A strong black-clad hand reached for him and grabbed his hand, pulling him briskly towards clear ground. Bruce gratefully took hold of Natasha's arm and let her tow him along to safety, glancing briefly over his shoulder as he did to see Thor still bracing the shelving unit with one hand.
"Clear!" Natasha called to him and Thor glanced over his shoulder, saw Bruce standing safely free and jumped backwards, letting the mass of sharp and rusting metal come roaring down on the spot he'd been a moment earlier.

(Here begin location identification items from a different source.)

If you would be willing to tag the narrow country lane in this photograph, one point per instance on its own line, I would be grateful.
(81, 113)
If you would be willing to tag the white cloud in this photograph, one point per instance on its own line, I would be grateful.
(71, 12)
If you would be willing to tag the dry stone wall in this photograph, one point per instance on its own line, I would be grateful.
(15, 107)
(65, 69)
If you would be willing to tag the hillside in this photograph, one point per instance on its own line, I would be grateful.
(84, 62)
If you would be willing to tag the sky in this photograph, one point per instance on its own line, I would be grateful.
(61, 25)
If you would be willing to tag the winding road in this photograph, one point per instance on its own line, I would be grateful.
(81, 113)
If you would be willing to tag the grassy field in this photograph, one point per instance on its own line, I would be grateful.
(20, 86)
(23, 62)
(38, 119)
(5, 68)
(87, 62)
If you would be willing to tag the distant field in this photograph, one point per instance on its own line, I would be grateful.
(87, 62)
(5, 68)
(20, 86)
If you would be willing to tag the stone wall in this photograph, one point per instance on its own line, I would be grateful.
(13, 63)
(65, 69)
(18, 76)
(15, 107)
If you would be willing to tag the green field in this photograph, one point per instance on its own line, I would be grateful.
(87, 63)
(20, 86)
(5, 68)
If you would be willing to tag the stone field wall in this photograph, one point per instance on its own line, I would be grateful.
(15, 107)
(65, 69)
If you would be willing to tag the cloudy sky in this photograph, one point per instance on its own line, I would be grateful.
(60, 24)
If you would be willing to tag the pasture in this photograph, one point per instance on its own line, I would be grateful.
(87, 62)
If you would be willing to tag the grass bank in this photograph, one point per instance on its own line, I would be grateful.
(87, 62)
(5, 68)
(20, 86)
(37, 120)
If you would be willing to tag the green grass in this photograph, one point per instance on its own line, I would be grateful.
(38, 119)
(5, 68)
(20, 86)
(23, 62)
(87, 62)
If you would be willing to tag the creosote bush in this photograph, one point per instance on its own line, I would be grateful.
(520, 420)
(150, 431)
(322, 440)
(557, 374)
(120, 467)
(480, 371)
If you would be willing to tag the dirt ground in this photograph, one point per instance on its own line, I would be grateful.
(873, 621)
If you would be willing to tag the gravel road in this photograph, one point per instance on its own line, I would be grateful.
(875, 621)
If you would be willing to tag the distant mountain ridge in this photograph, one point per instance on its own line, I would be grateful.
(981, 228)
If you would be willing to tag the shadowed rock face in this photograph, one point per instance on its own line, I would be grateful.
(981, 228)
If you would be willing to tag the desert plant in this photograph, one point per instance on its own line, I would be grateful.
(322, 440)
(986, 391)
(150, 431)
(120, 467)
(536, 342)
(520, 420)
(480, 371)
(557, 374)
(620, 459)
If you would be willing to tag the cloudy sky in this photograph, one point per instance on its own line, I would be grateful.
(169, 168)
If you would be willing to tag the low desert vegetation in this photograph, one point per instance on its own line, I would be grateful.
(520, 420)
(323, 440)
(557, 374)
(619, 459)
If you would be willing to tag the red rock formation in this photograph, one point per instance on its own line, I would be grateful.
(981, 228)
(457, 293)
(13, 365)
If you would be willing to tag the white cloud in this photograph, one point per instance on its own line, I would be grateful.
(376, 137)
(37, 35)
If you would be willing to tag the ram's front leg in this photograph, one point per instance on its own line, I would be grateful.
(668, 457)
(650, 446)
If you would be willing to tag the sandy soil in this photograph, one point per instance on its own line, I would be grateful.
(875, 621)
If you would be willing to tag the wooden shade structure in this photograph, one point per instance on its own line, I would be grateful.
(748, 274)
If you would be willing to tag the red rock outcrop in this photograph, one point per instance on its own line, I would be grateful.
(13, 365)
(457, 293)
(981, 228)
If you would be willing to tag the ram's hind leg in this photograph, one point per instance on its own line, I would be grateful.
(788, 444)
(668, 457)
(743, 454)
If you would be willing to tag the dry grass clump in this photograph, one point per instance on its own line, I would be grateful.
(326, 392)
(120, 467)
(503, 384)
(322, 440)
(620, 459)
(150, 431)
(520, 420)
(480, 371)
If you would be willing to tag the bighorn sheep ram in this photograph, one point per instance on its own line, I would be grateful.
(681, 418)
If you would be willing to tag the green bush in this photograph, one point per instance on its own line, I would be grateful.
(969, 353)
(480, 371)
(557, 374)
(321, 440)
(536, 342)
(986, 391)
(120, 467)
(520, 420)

The three of them took a moment to compose themselves, catching their breath in the drifting dust and flaked metal in the aftermath of the tremor. "Are you well, Banner?" Thor asked earnestly, seemingly unfazed by the near-disaster, his blue eyes concerned only for his teammates.
"I'm fine," Bruce said, still catching his breath. He glanced down to see his half-assembled device still clutched in one hand; he hadn't even thought to put it down in the panic of the moment. "A little bruised and shaken, but nothing serious."
He glanced over to see Natasha studying him intently. "I'm a little bit surprised you're still with us," she observed.
Bruce blinked. He hadn't really thought about that; he wasn't angry exactly, not at the moment, but the elevated heart rate and the pain of the bruises he'd collected would normally be enough to have the Other Guy struggling for control. "So am I," he said, surprised and a little bit confused.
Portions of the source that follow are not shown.